For Good Policy Making, Facts Must Matter

“None of the required core or menu objectives in Stage 2 requires communication with other health care providers. This means steps toward interoperability are neither being required nor measured.”


“None of the required core or menu objectives in Stage 2 requires communication with other health care providers. This means steps toward interoperability are neither being required nor measured.”

That’s what six United States Senators actually say in a new report from the Republican caucus that is critical of progress made in the electronic health records meaningful use program. The senators, along with six sets of aides and any other “experts” who may have assisted with the report, clearly didn’t do much homework.

They missed these objectives clearly designed to compel provider-to provider data exchange: Provide a summary of care for transitions of care or referrals, generate and transmit electronic prescriptions, and incorporate lab results into EHRs as structured data. There also are multiple other objectives clearly aimed at accelerating interoperability, such as giving patients access to their records, use of secure messaging, submitting syndromic data to public health agencies and reporting cancer cases to registries.

To prove that the meaningful use program is failing, the senators cited relatively low figures of EHR adoption during 2011--the first year of the program--from a dated Government Accountability Office report. They used the report on the simple premise that it had the most recent data from an agency outside the Department of Health and Human Services. But the GAO report used HHS data and the senators knew that because they referenced a chart of HHS figures. This is intentional deception: using updated HHS data through 2012 would have shown substantial acceleration of EHR adoption over just the first two years of the program, undercutting their argument.

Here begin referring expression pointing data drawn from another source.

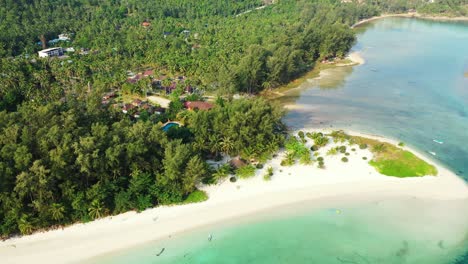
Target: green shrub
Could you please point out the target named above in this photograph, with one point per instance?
(288, 160)
(339, 136)
(343, 149)
(321, 141)
(300, 134)
(245, 172)
(196, 197)
(321, 165)
(222, 172)
(305, 158)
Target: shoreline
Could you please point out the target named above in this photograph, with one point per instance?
(229, 201)
(410, 15)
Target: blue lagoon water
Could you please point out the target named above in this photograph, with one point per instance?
(411, 88)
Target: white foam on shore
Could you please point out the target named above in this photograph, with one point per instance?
(228, 200)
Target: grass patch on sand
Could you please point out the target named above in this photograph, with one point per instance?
(196, 197)
(393, 161)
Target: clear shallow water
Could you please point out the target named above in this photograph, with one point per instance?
(411, 88)
(380, 231)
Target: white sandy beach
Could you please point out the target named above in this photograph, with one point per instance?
(228, 200)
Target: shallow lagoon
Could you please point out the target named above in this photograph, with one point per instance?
(412, 88)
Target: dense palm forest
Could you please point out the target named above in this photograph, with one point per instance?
(66, 157)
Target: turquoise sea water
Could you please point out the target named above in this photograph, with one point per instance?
(411, 88)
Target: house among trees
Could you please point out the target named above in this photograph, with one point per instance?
(52, 52)
(198, 105)
(64, 37)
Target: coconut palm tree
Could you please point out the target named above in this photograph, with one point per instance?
(227, 145)
(24, 225)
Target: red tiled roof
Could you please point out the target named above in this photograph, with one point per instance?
(148, 73)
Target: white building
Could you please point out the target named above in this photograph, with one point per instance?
(52, 52)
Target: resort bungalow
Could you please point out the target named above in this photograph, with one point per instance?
(200, 105)
(52, 52)
(127, 107)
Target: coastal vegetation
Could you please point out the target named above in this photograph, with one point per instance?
(66, 162)
(391, 160)
(68, 156)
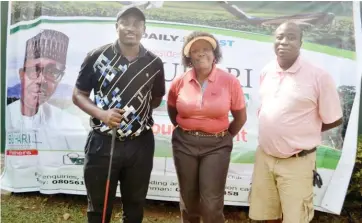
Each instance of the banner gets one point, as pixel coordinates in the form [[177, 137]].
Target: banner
[[44, 148]]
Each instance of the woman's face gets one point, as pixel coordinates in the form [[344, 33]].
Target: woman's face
[[202, 54]]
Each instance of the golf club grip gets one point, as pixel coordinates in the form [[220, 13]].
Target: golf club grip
[[114, 133]]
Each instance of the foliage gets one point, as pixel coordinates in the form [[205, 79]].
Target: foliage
[[347, 94], [339, 35], [34, 207], [355, 186]]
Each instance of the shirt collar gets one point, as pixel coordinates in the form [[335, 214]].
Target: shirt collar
[[293, 69], [211, 77], [117, 49]]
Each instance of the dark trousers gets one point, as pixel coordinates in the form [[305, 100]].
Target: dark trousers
[[202, 164], [131, 166]]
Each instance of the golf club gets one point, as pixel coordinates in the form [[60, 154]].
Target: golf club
[[114, 131]]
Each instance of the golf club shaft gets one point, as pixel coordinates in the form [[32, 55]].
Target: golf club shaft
[[114, 131]]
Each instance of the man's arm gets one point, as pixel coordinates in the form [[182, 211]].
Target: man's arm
[[159, 86], [330, 109], [82, 100], [84, 85]]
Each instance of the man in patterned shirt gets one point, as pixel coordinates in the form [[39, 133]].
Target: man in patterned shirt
[[128, 83]]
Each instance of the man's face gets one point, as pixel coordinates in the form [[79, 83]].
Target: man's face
[[287, 42], [39, 79], [130, 29]]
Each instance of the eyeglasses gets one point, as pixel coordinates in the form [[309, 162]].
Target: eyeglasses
[[49, 72]]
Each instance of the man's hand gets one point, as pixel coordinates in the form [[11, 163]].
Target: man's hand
[[112, 117]]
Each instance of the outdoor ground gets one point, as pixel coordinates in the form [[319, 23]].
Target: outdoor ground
[[61, 208], [37, 208]]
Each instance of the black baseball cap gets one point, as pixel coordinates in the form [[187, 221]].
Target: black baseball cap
[[131, 10]]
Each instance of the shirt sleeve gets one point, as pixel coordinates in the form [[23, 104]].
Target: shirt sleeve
[[330, 109], [159, 86], [262, 76], [237, 96], [173, 92], [86, 75]]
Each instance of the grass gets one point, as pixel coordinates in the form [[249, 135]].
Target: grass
[[243, 35], [35, 207]]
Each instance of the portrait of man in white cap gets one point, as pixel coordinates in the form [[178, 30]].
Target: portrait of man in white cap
[[43, 69]]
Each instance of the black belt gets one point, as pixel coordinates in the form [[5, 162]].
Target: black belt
[[122, 139], [304, 152]]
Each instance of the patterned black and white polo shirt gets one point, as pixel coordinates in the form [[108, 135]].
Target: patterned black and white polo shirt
[[120, 83]]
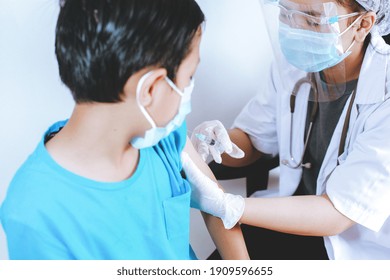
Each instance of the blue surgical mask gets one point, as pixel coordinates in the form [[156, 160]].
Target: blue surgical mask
[[155, 134], [311, 51]]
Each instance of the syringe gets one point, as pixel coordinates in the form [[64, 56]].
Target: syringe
[[210, 141]]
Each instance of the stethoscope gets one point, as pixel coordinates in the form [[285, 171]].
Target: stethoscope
[[292, 163]]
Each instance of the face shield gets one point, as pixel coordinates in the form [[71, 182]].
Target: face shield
[[311, 40]]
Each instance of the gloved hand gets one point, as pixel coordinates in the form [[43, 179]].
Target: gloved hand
[[208, 197], [214, 130]]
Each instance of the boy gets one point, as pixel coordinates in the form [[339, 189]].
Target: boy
[[106, 183]]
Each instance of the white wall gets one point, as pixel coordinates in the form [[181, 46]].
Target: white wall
[[235, 57]]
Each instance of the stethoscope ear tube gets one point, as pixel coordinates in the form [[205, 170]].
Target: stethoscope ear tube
[[313, 114]]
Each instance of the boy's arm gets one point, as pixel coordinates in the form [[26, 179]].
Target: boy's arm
[[230, 243]]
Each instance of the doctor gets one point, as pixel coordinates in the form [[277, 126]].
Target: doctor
[[326, 113]]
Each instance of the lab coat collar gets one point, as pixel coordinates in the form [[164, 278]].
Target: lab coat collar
[[372, 81]]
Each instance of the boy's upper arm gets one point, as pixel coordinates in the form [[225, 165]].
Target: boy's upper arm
[[196, 158]]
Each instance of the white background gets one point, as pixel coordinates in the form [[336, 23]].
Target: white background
[[235, 57]]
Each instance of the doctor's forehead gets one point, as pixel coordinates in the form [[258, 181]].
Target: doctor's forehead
[[314, 8]]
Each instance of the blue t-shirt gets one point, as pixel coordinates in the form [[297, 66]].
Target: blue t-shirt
[[52, 213]]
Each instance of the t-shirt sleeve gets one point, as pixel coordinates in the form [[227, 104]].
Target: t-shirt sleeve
[[25, 243]]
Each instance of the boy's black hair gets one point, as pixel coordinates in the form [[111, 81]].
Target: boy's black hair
[[101, 43]]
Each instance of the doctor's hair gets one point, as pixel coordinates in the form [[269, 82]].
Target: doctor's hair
[[101, 43]]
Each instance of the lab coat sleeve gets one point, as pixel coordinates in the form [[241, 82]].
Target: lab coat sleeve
[[360, 186], [258, 117]]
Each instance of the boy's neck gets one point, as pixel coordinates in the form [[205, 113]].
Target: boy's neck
[[95, 144]]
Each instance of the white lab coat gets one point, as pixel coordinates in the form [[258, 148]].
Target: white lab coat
[[359, 187]]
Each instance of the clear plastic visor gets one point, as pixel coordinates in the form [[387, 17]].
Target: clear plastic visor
[[310, 40]]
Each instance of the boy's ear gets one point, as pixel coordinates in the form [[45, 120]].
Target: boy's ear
[[366, 24], [150, 86]]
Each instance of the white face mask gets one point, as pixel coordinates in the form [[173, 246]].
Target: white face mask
[[155, 134]]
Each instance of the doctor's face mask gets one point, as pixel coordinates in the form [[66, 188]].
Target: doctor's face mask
[[155, 134], [311, 36]]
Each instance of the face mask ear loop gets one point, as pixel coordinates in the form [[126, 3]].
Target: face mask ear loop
[[138, 92], [350, 26], [175, 88], [346, 30]]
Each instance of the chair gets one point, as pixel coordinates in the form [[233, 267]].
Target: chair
[[256, 174]]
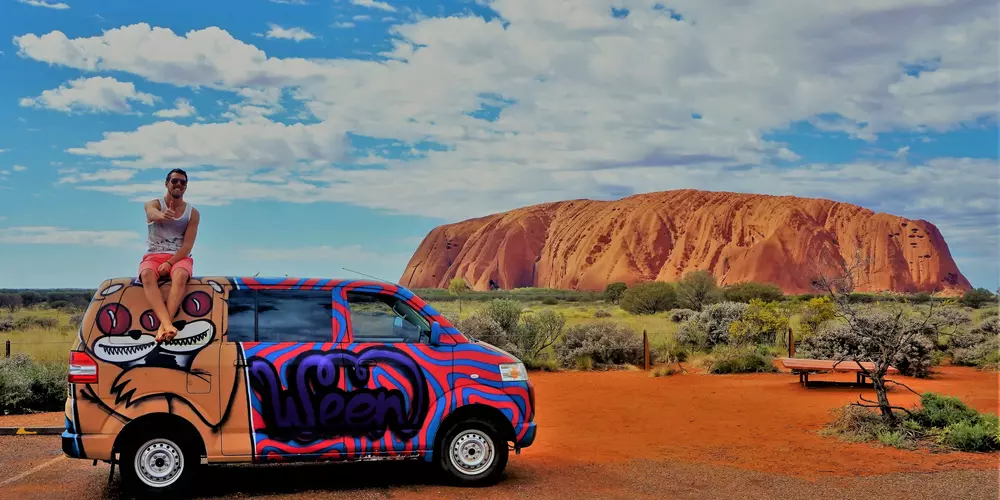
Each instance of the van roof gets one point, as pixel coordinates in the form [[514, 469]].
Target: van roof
[[283, 281]]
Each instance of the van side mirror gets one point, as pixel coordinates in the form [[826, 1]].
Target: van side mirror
[[435, 333]]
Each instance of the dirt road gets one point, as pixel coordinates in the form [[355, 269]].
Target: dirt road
[[613, 435]]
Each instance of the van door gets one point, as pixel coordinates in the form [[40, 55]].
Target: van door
[[293, 372], [395, 376]]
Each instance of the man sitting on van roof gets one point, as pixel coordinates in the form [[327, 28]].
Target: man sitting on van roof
[[172, 225]]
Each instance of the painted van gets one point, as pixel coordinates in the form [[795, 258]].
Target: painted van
[[284, 370]]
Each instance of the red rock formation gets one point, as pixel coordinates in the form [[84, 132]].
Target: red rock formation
[[584, 244]]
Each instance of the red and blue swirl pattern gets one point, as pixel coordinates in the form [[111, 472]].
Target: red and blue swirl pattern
[[411, 388]]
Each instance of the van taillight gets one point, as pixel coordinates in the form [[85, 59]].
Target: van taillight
[[82, 368]]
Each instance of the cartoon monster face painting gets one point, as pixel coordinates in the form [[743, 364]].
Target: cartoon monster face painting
[[127, 339]]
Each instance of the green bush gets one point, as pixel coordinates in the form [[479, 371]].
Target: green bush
[[649, 298], [28, 386], [506, 312], [600, 343], [978, 297], [711, 326], [760, 323], [749, 290], [741, 359], [817, 310], [613, 292]]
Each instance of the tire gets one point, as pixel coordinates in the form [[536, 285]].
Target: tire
[[472, 453], [158, 464]]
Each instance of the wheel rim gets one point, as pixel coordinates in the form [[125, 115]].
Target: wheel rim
[[159, 463], [472, 452]]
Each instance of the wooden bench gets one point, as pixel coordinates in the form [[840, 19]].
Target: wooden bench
[[803, 367]]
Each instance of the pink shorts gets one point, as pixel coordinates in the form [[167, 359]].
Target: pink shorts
[[152, 261]]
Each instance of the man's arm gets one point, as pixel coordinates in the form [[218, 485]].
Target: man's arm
[[189, 236]]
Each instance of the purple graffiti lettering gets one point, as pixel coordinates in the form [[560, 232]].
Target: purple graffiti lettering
[[307, 403]]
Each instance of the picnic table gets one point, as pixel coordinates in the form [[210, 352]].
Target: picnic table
[[803, 367]]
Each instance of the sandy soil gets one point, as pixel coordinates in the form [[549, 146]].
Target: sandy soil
[[622, 435]]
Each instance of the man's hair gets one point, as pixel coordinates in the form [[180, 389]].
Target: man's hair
[[176, 171]]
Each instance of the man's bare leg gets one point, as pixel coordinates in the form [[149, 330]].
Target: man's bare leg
[[155, 298], [178, 283]]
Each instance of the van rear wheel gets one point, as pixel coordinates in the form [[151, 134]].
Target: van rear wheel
[[157, 464], [473, 453]]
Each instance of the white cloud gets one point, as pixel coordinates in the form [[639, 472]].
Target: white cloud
[[297, 34], [374, 4], [182, 109], [71, 176], [594, 106], [48, 235], [97, 94], [43, 3]]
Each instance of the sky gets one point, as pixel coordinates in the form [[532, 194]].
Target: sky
[[328, 137]]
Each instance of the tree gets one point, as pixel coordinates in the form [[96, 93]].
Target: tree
[[696, 289], [977, 298], [457, 287], [613, 292], [882, 334], [11, 301], [649, 298]]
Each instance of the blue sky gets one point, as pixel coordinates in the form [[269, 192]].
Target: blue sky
[[327, 134]]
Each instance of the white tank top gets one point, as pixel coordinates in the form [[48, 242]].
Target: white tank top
[[167, 236]]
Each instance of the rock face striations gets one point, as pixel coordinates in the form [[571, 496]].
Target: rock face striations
[[585, 244]]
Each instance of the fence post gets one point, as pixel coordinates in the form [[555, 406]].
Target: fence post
[[645, 349], [791, 343]]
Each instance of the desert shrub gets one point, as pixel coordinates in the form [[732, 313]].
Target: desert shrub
[[749, 290], [536, 333], [760, 323], [6, 323], [603, 343], [740, 359], [978, 298], [613, 292], [28, 386], [681, 315], [506, 312], [817, 311], [697, 289], [482, 327], [649, 298], [979, 347], [711, 326], [836, 340], [26, 322]]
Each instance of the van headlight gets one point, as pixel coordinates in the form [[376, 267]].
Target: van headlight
[[513, 372]]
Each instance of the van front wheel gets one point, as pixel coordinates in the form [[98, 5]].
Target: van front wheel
[[473, 453], [157, 465]]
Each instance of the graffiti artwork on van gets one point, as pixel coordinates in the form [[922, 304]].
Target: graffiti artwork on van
[[154, 376], [319, 402]]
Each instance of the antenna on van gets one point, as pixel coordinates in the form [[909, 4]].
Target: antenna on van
[[368, 276]]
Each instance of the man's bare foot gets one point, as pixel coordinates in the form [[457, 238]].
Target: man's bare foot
[[166, 333]]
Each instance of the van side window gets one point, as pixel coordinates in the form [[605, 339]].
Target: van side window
[[242, 310], [294, 316], [382, 318]]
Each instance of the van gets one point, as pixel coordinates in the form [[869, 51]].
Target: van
[[288, 370]]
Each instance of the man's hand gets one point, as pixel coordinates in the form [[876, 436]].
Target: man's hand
[[163, 269]]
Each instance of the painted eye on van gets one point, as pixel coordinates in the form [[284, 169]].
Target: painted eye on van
[[149, 321], [197, 304], [114, 319]]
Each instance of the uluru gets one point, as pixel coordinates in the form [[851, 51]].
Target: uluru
[[587, 244]]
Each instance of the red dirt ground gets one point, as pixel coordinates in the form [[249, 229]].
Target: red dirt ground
[[758, 423]]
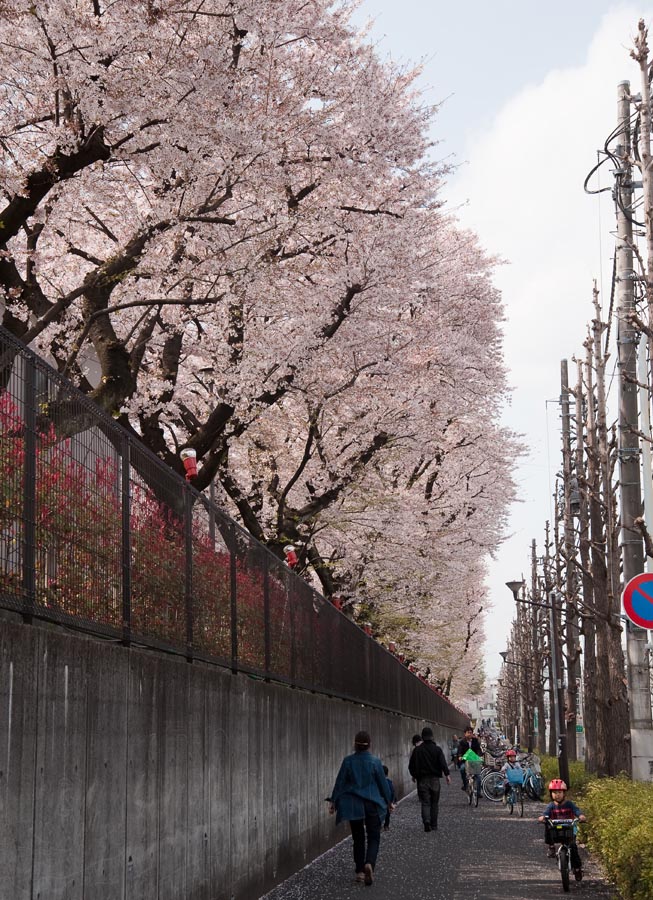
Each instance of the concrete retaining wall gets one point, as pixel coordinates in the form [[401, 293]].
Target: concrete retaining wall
[[130, 775]]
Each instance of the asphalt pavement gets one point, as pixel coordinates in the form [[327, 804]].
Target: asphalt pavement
[[476, 854]]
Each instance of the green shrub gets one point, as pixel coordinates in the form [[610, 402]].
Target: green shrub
[[621, 833]]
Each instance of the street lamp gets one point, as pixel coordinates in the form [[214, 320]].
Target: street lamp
[[515, 586]]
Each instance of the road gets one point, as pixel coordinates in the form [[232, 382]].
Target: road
[[476, 854]]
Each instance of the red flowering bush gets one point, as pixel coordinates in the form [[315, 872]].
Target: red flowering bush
[[78, 555]]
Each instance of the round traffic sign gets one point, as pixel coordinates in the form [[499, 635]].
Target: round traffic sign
[[638, 600]]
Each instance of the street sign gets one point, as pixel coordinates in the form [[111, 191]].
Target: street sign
[[638, 600]]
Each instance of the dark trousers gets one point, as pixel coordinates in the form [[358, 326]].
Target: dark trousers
[[428, 791], [549, 838], [371, 825]]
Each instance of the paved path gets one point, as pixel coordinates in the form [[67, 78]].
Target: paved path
[[476, 854]]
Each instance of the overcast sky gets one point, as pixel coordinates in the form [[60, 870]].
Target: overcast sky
[[528, 93]]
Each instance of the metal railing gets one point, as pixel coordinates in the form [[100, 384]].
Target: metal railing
[[97, 533]]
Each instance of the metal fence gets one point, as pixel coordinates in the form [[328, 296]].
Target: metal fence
[[98, 533]]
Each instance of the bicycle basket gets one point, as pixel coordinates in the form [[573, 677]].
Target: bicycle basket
[[515, 776], [563, 832]]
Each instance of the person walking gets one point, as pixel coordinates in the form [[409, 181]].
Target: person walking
[[427, 765], [361, 796], [468, 742]]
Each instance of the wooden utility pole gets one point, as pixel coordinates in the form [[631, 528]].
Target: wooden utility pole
[[629, 463]]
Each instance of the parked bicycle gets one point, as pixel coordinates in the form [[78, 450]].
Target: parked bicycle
[[492, 786], [564, 831], [473, 771], [515, 792], [533, 781]]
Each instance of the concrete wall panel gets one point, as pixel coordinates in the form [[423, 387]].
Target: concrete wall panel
[[148, 778], [59, 796], [197, 833], [173, 779], [106, 774], [142, 823], [18, 701], [219, 705]]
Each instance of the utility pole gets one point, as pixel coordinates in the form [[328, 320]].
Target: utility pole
[[569, 552], [558, 695], [629, 459]]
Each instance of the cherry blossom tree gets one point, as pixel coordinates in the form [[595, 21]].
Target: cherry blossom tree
[[222, 221]]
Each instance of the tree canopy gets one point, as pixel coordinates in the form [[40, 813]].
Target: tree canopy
[[222, 220]]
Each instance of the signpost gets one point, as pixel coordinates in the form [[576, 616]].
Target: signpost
[[638, 600]]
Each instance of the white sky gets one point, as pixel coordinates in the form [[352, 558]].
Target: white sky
[[530, 95]]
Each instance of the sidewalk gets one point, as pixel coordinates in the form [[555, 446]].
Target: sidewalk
[[476, 854]]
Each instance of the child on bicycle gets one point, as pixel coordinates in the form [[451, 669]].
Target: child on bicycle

I was a political reporter for many years and remember when knowing what you are talking about was valued in a legislative body. Members who came to govern listened to those in both parties who had become subject matter experts; they were the ones who developed and guided informed consensus policy.

There still were plenty of political battles, but common ground was found and things got done because ideologues with no agenda except to self-promote and spew nonsense were relegated to the back benches and their bills never made it out of committee. The ideologues were a minority. Now, both parties are full of them, making compromise almost impossible and efforts to return to informed decision making difficult at best.

There is nothing wrong with Congress overseeing the executive branch; that is a constitutionally assigned duty. And the opposition party generally does a better job of oversight. The GOP senators have valid concerns about EHRs accelerating the ordering of unnecessary care, lax data security, and worries of sustainability after incentive payments run out.

If opposition lawmakers had not shown their true colors—that they don’t like the idea of the President having a successful program--then an airing of their concerns could result in improving the meaningful use program. But when the opposition party has a stated top priority of ensuring that the President of their nation fails on all counts, then facts, truth and informed decisions no longer have value.